On July 9, 2011, the Republic of South Sudan was born, ending more than five decades and two civil wars fought between the peoples of southern Sudan and the government in Khartoum. Southerners—mostly Christian and animist—fought against rule by the north and the imposition of Arabic language and culture.
The wars claimed two million lives and continued until 2005, when the Comprehensive Peace Agreement (CPA) was signed between Sudanese President Omar al-Bashir and then-leader of the Sudan People’s Liberation Army (SPLA) John Garang. Brokered by the United States, whose government and grassroots advocacy community had long supported southern independence, the CPA included a provision that gave citizens of South Sudan the opportunity to vote whether to remain part of Sudan or to break off and become an independent country.
Some feared that the referendum or full separation from Sudan would serve as a spark to reignite violence between the north and the south. Despite the fears, and with support from the international community, a peaceful referendum was held in January 2011, and the citizens of South Sudan voted overwhelmingly for independence.
Ethnic conflict & war
Within South Sudan, intercommunal violence continues to be widespread due to a range of issues including highly-ethnicized politics, the ready availability of weapons, the proliferation of armed groups, corruption, and competition for limited economic opportunities.
A political crisis that began in December 2013 has erupted into a large-scale civil conflict that has taken on an ethnic cast, as Dinka militias and supporters of the president, Salva Kiir, battle Nuer forces loyal to former Vice President Riek Machar for control of key cities and towns. Citizens are being targeted for murder, rape, assault, and torture on the basis of their ethnic identity.
According to the United Nations, tens of thousands have been killed and more than three million civilians have been displaced as of December 2016, including more than 224,000 who have fled to protection of civilian sites on six UN bases around the country.

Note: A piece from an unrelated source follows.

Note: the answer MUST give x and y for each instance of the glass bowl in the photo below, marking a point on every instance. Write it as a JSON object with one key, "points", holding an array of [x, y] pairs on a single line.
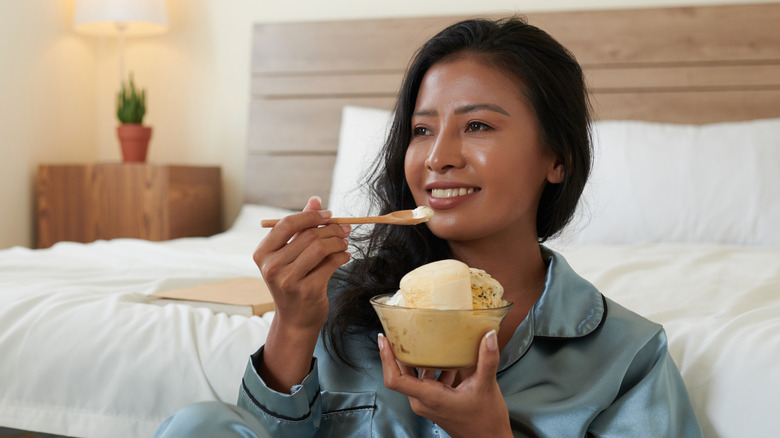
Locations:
{"points": [[436, 338]]}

This is the first time that the UN, in accordance with its Human Rights Up Front initiative, has opened its peacekeeping bases to civilians fleeing violence. The conflict has been characterized by direct attacks against civilians, including humanitarian personnel.

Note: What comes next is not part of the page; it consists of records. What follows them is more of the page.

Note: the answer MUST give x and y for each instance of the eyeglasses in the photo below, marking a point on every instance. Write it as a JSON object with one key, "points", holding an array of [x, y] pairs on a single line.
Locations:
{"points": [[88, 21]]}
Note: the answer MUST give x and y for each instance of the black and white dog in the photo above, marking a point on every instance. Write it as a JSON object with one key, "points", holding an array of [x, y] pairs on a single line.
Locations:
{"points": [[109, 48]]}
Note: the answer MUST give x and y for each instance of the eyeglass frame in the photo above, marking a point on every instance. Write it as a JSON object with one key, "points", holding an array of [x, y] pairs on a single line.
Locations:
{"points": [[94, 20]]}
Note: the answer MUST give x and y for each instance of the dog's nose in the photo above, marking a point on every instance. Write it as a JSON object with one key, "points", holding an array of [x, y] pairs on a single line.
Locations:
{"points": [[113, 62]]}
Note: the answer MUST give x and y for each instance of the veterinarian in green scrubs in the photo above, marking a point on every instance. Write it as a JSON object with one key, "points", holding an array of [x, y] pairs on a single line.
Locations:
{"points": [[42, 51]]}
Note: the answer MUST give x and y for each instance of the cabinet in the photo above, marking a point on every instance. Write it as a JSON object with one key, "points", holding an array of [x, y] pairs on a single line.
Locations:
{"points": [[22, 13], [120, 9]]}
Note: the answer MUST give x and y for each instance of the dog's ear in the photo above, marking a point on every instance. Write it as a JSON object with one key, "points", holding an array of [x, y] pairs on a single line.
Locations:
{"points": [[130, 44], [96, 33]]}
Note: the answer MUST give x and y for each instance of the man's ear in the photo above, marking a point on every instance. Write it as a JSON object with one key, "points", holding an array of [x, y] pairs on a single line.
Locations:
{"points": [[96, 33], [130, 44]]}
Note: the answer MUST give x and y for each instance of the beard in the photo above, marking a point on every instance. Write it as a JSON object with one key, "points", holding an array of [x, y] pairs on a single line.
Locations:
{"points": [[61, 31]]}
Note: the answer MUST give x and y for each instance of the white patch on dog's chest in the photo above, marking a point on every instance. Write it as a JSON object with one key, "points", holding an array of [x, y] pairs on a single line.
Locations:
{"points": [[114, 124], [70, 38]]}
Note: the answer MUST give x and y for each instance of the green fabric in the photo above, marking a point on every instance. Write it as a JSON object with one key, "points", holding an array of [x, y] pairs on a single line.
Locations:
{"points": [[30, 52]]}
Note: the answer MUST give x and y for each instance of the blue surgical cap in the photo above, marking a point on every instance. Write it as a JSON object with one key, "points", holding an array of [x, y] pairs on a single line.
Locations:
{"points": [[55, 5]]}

A power-sharing agreement was brokered in August 2015 by the regional Intergovernmental Authority on Development (IGAD), with support from the United States and other members of the international community. Shortly after a Transitional Government of National Unity was formed, renewed clashes between the army and the Sudan People’s Liberation Army-in-Opposition (SPLA/IO) erupted in the capital Juba in July 2016, prompting Riek Machar to flee the country and fighting to spread to areas previously unaffected by the war.
On the brink of genocide
Since the renewed violence in July 2016, there has been an alarming increase in hate speech and inciteful rhetoric, which seems to pit the majority Dinka ethnic group against non-Dinka tribes. When combined with the proliferation of ethnic militia and increased ease of troop movements during the dry season, international policymakers fear there could be more deadly clashes in the coming months. In November 2016, the UN Special Adviser for the Prevention of Genocide, Adama Dieng, warned of the risk of “all out ethnic war” with the potential to escalate into genocide.